MARCH 2, 2015 VOLUME 22 NUMBER 9
We hear variations on this same story once every week or so. Dad (it might be Mom, or Aunt Bridget, or a long-time family friend) seemed to be adrift after his wife (her husband, her long-time companion) died. Then he met this woman who moved in with him (or moved her to his town), cut off family contact, got a power of attorney signed and proceeded to transfer assets.
Too often there’s not much we can do about the story. The money may be all gone (the people who take advantage of seniors in this fashion are often drug users, gamblers or marginal characters themselves). The family member might actually want to live with the person everyone sees as an exploiter. Sometimes it’s hard to even locate the victim.
Once in every few cases, though, it may be possible to protect the elderly victim, improve their situation and even secure a judgment against the exploiter. That’s what happened in a case that finally (after a decade of litigation) seems to have gotten resolved by the Arizona Court of Appeals.
Bridget Greene (not her real name) was 99 when she first came to the attention of Tucson lawyer (and professional fiduciary) Denice Shepherd (her real name) in 2005. Based on a report from Adult Protective Services, Denice filed a guardianship and conservatorship proceeding to extract Bridget from her “deplorable” living situation, and to begin the process of recovering some or all of her assets.
As the story developed, it became apparent that Bridget had befriended one Andrew Brice almost two decades earlier, after her husband’s death. She and her husband had no children; her closest relatives were nieces and nephews. Just two years before the guardianship/conservatorship proceeding, Bridget had moved back to Arizona after a short stint living near her nieces in Virginia. She had then signed a power of attorney naming Andrew as her agent, and transferred her home into Andrew’s name. She had also signed a new, handwritten will leaving everything to Andrew.
Denice promptly initiated an action against Andrew, seeking return of the money he had moved from Bridget’s account to his own. She recovered over $60,000 from three bank accounts, and then initiated a complaint against Andrew claiming that he had exploited a vulnerable adult.
Under Arizona law at the time (it has since been softened), a person found to have exploited a vulnerable adult would automatically be liable for three times the amount taken, plus being disinherited from receiving anything from the victim’s estate.

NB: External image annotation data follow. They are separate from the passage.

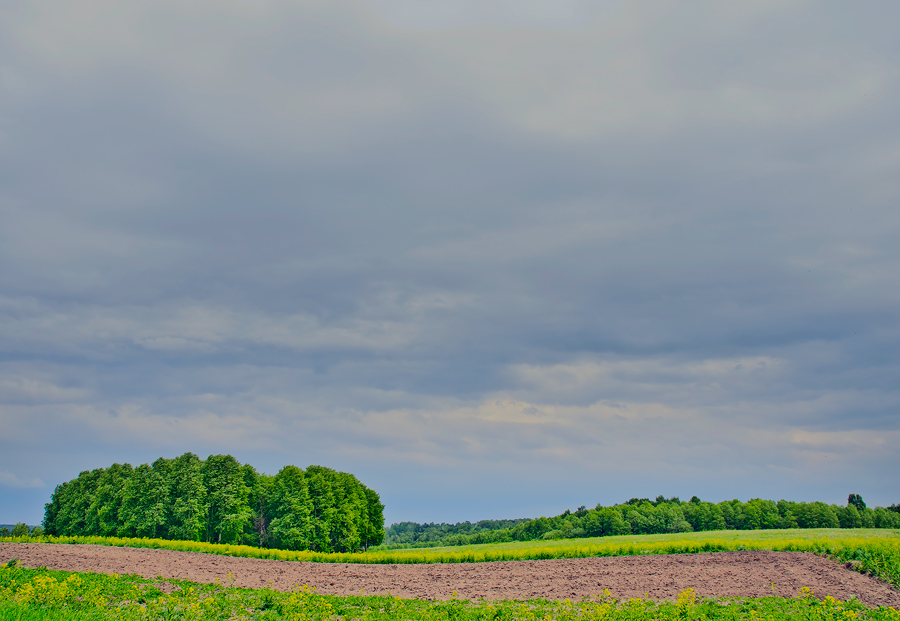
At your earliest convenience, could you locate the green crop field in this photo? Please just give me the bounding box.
[4,528,900,564]
[0,566,900,621]
[0,529,900,621]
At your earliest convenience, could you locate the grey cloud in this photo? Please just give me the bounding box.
[0,0,900,521]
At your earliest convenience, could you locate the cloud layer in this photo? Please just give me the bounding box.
[0,0,900,523]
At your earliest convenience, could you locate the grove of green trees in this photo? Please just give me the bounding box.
[384,494,900,547]
[43,453,384,552]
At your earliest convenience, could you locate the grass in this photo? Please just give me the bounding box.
[0,566,900,621]
[5,529,900,568]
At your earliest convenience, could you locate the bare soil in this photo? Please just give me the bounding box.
[0,543,900,608]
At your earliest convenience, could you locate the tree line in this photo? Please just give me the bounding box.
[384,494,900,548]
[43,453,384,552]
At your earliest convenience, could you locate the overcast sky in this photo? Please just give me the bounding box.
[0,0,900,524]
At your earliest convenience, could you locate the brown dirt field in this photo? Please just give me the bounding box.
[0,543,900,608]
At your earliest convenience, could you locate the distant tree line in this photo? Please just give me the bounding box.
[384,494,900,547]
[0,522,44,537]
[43,453,384,552]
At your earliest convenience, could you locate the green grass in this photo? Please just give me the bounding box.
[0,567,900,621]
[6,529,900,572]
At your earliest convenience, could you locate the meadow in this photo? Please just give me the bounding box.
[0,529,900,621]
[0,565,900,621]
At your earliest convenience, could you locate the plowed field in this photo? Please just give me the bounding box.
[0,543,900,608]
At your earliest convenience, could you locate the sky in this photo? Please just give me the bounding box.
[0,0,900,524]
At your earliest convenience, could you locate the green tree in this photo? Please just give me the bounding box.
[120,460,169,538]
[847,494,866,510]
[269,466,314,550]
[361,488,384,550]
[203,455,252,543]
[306,466,337,552]
[166,452,209,541]
[87,464,134,537]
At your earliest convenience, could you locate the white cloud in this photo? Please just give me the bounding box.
[0,470,45,488]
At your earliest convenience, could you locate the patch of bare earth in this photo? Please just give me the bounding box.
[0,543,900,608]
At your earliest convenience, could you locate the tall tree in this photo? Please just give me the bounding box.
[88,464,134,537]
[203,455,251,543]
[166,453,209,541]
[269,466,314,550]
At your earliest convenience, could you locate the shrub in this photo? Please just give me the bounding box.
[12,522,28,537]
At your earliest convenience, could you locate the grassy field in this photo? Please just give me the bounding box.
[382,528,900,554]
[4,529,900,568]
[0,565,900,621]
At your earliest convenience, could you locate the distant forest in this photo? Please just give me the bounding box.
[384,494,900,548]
[44,453,384,552]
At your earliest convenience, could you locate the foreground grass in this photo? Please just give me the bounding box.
[0,566,900,621]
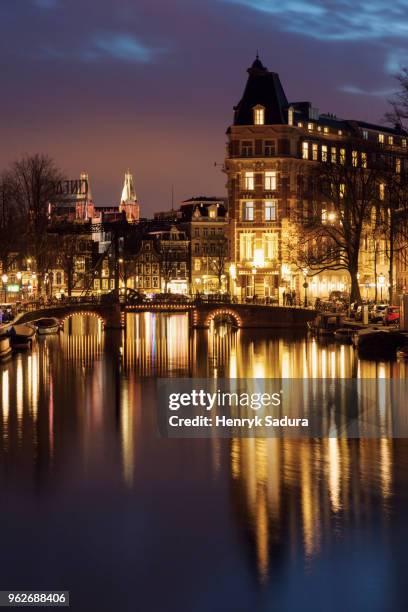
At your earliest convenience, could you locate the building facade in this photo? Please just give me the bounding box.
[180,196,229,294]
[224,57,408,301]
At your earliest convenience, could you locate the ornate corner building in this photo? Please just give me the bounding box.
[224,56,408,300]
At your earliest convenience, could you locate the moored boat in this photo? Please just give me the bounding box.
[34,317,60,335]
[307,312,344,336]
[397,344,408,361]
[354,328,407,357]
[334,327,355,344]
[9,324,36,350]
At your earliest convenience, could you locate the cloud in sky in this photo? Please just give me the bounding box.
[220,0,408,41]
[40,33,163,63]
[339,85,395,98]
[32,0,59,8]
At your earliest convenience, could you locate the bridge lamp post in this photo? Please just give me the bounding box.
[378,274,385,302]
[229,263,237,295]
[31,272,37,297]
[16,272,23,295]
[303,268,309,308]
[1,274,8,303]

Denice secured a judgment against Andrew for $247,531.23 (three times the amount he had taken); the handwritten will and power of attorney were also invalidated. The judgment was reduced by $65,155.99 that Denice had collected from Andrew by that time.
Bridget lived another five years after being removed from her filthy home and the “care” she had been receiving. After she died in 2010, Andrew tried to reassert the handwritten will naming him as beneficiary. He also challenged Denice’s appointment as guardian and conservator, and the award of damages and attorneys fees.

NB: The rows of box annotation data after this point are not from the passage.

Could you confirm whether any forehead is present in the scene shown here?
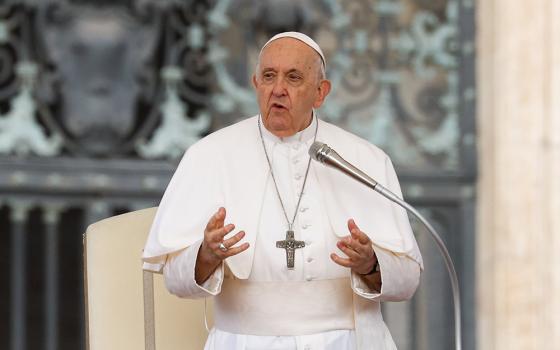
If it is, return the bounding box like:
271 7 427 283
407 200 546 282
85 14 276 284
260 38 321 71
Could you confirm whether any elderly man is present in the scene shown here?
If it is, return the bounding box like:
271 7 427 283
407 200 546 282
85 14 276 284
144 32 422 350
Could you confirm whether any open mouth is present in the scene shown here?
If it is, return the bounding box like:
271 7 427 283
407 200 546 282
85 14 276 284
270 102 287 109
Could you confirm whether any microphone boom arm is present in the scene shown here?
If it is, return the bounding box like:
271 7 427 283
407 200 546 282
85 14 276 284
309 142 462 350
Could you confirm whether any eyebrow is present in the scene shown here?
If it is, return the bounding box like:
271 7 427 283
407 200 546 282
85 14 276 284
262 67 303 75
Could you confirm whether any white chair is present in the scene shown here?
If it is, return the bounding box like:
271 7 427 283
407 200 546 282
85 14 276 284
84 208 211 350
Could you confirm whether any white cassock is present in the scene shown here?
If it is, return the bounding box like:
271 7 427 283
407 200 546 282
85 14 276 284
143 117 422 350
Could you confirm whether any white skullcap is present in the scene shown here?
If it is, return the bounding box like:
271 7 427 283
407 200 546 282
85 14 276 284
259 32 327 69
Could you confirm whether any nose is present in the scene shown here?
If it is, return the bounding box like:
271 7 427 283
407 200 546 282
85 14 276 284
272 77 286 96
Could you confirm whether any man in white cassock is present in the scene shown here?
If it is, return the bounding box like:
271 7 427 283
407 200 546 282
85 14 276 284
143 32 423 350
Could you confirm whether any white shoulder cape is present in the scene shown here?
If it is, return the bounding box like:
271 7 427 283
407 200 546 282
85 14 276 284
143 116 422 279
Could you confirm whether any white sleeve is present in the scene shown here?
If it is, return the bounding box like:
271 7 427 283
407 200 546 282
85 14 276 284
351 245 420 301
163 240 224 299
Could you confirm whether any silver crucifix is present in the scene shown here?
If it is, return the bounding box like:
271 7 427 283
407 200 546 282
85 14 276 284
276 230 305 270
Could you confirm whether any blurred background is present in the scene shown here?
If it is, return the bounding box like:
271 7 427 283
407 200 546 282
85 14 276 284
0 0 560 350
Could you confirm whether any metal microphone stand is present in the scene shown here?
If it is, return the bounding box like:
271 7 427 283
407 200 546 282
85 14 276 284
309 141 462 350
374 183 462 350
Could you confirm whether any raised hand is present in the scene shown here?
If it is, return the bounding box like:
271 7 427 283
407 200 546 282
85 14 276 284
195 208 249 284
331 219 377 275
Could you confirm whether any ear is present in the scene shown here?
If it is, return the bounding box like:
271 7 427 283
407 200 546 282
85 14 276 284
313 79 331 108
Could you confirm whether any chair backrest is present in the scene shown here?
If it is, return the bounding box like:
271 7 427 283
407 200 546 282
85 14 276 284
84 208 211 350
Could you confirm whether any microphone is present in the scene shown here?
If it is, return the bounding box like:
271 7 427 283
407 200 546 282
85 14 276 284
309 141 379 190
309 141 462 350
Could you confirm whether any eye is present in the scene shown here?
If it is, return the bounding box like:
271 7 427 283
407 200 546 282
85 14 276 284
288 74 301 81
262 72 275 81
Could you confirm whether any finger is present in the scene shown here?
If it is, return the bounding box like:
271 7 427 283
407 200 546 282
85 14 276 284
210 224 235 243
348 219 360 232
223 242 249 259
345 235 372 256
348 219 370 244
224 231 245 248
206 207 226 231
336 241 361 260
331 253 354 268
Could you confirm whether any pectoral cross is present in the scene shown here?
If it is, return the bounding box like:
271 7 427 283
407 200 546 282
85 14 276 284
276 230 305 270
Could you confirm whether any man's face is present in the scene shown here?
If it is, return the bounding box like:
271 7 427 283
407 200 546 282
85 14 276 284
253 38 330 137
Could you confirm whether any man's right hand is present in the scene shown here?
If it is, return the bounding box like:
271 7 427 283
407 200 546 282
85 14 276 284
195 208 249 284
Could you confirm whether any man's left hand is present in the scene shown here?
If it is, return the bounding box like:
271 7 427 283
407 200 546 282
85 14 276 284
331 219 377 275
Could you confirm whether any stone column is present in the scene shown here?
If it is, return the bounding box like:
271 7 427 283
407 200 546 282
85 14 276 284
476 0 560 350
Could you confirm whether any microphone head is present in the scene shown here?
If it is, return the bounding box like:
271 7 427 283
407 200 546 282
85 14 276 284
309 141 331 163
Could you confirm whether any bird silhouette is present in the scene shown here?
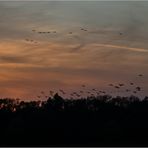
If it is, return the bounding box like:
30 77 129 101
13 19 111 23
138 74 143 77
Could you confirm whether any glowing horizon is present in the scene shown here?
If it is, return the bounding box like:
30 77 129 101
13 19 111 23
0 1 148 99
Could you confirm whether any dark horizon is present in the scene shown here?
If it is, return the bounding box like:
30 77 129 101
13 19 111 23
0 1 148 100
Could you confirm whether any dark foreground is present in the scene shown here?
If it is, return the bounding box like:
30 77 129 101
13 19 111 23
0 94 148 146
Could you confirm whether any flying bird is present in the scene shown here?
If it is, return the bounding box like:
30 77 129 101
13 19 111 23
138 74 143 77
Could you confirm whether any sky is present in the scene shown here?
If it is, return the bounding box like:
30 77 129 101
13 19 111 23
0 1 148 100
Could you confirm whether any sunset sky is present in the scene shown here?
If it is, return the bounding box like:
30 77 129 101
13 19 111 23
0 1 148 100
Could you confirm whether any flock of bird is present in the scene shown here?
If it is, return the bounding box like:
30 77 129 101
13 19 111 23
37 74 143 99
25 27 123 44
25 27 143 98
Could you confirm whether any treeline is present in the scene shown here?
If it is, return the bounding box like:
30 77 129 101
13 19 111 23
0 94 148 146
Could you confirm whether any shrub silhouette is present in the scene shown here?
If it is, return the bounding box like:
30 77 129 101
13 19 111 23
0 93 148 146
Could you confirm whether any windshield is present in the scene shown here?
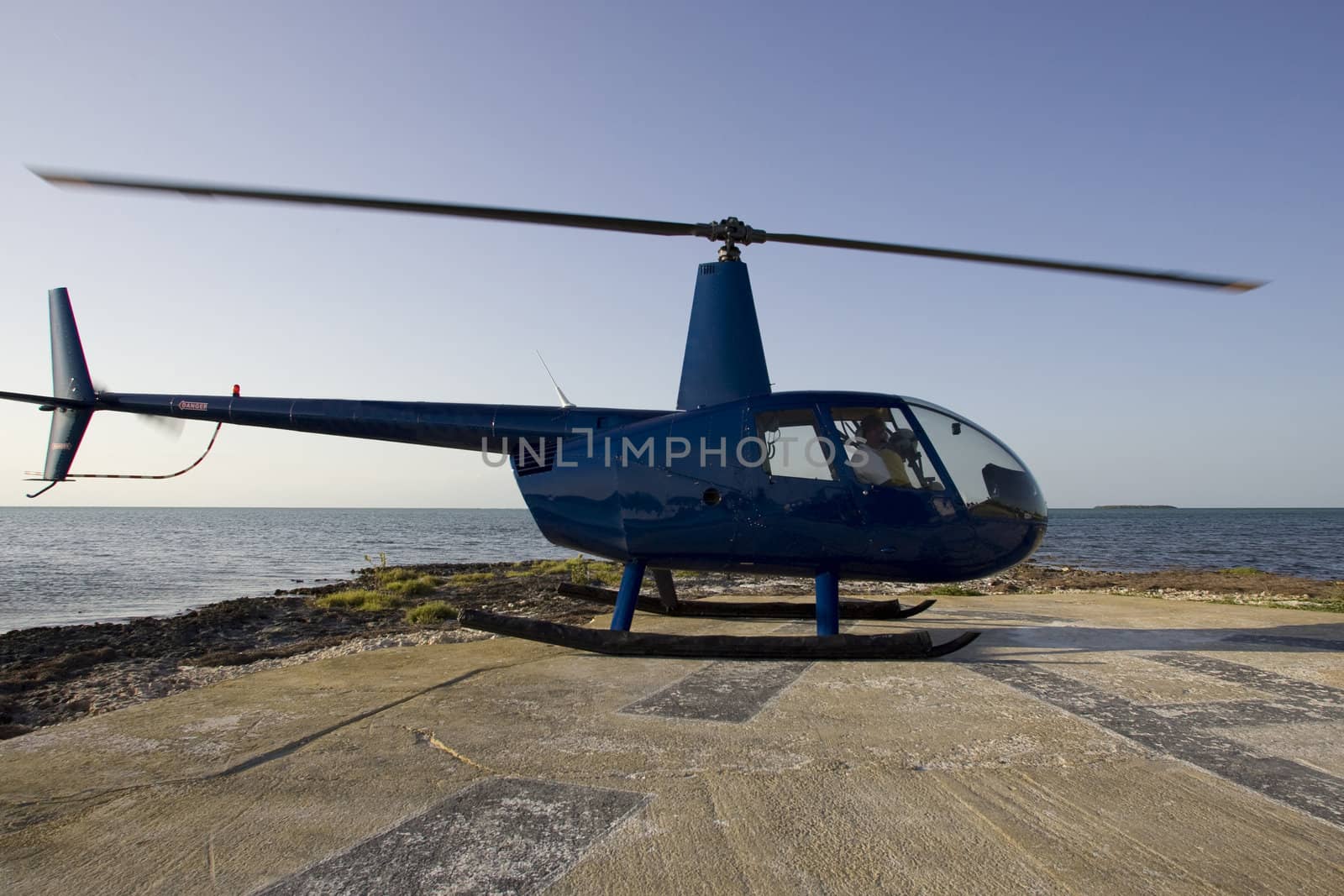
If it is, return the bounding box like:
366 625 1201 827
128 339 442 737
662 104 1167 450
910 401 1046 518
831 406 943 491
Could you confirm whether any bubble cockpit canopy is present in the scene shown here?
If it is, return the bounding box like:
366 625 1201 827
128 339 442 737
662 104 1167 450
831 401 1046 520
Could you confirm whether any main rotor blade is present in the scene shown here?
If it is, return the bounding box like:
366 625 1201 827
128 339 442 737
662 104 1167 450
29 168 1265 293
764 233 1265 293
29 168 703 237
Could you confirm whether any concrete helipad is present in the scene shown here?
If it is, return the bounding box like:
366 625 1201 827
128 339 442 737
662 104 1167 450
0 594 1344 893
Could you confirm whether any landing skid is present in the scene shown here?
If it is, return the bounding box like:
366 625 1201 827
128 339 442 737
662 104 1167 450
459 610 979 659
558 582 937 619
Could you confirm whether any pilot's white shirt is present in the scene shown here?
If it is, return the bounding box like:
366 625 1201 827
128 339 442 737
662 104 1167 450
849 442 891 485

The probate judge ultimately found that Andrew had been disinherited by his exploitation, that he had no basis for seeking Denice’s removal as guardian and conservator, that Bridget’s prior will (which had left nothing to Andrew) was valid, and that the judgment against him was proper. When Andrew appealed, the Court of Appeals agreed on every point.
It is worth noting, as the Court of Appeals does, that much of probate court’s ruling against Andrew is based on his failure to proceed properly in the underlying lawsuit. He answered the complaint with a general denial, but without specific allegations that would support his argument. His response to a motion for entry of judgment against him did not challenge the factual allegations, which were thus assumed to be correct. He filed numerous pleadings and motions, but apparently without good legal advice.

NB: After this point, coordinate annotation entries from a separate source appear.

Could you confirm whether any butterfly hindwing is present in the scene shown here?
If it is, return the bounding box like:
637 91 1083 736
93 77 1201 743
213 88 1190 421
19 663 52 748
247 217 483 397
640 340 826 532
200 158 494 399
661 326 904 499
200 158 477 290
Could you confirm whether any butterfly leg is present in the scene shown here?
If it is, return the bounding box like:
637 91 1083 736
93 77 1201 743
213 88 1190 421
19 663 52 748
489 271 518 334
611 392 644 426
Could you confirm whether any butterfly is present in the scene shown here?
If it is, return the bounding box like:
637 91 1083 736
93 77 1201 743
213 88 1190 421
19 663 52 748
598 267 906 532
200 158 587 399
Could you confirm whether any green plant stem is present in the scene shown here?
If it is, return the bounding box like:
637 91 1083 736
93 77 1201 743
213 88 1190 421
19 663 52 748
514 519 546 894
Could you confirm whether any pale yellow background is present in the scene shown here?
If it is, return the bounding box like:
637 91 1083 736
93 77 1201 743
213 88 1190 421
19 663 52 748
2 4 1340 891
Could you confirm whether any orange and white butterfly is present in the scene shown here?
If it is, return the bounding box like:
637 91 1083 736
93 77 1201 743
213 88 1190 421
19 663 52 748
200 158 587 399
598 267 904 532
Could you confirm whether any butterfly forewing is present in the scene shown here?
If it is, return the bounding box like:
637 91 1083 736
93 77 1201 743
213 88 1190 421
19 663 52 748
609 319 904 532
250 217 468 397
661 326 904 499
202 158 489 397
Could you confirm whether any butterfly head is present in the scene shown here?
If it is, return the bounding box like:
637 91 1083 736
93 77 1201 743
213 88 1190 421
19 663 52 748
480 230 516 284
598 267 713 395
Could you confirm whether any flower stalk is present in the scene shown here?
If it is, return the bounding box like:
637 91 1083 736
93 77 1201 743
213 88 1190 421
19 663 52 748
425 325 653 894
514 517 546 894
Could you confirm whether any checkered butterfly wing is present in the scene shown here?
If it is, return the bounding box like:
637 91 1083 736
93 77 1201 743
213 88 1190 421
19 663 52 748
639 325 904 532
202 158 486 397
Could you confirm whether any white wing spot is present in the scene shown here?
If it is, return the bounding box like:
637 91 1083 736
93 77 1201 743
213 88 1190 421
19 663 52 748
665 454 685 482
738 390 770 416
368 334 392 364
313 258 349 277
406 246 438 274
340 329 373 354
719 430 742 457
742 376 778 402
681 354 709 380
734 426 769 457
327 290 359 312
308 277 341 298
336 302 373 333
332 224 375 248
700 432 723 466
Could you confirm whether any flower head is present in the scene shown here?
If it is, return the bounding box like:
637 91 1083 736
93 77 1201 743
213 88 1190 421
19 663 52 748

The final resolution of Bridget’s guardianship/conservatorship/probate case, though, was clear. Bridget was a vulnerable adult, impaired by her diminishing mental capacities. Andrew was her caretaker (he claimed that they held themselves out as a married couple, but he acknowledged that they were never actually married), and owed her a duty not to commingle their assets or take advantage of her. He breached that duty by transferring her assets into his own name. He might have also neglected her, though the probate court never had to reach that question.
Arizona law at the time provided for automatic disinheritance of someone who exploits a vulnerable adult (it has since been changed to permit, but not require, the court to order disinheritance). It also provided for damages automatically set at three times the amount actually exploited (it has since been changed to allow the court to enter judgment of up to two times the amount of damages). The Court of Appeals upheld the orders entered by the probate court under the “vulnerable adults” statute. In Re Garner, Deceased, February 25, 2015.
Even though Arizona’s law has been relaxed somewhat, it remains stronger than the similar provisions in many other states. Although it is often hard to recover damages for abuse, neglect or exploitation of vulnerable seniors, sometimes the legal tools actually work fairly well. Similar stories might be told in other states, though we don’t hold ourselves out as experts on other states’ laws or practices. But if you know someone who has been taken advantage of in similar circumstances, we strongly suggest that you get good legal advice to consider whether there might be some recourse to recover lost assets and, much more importantly, protect vulnerable seniors and improve their lives.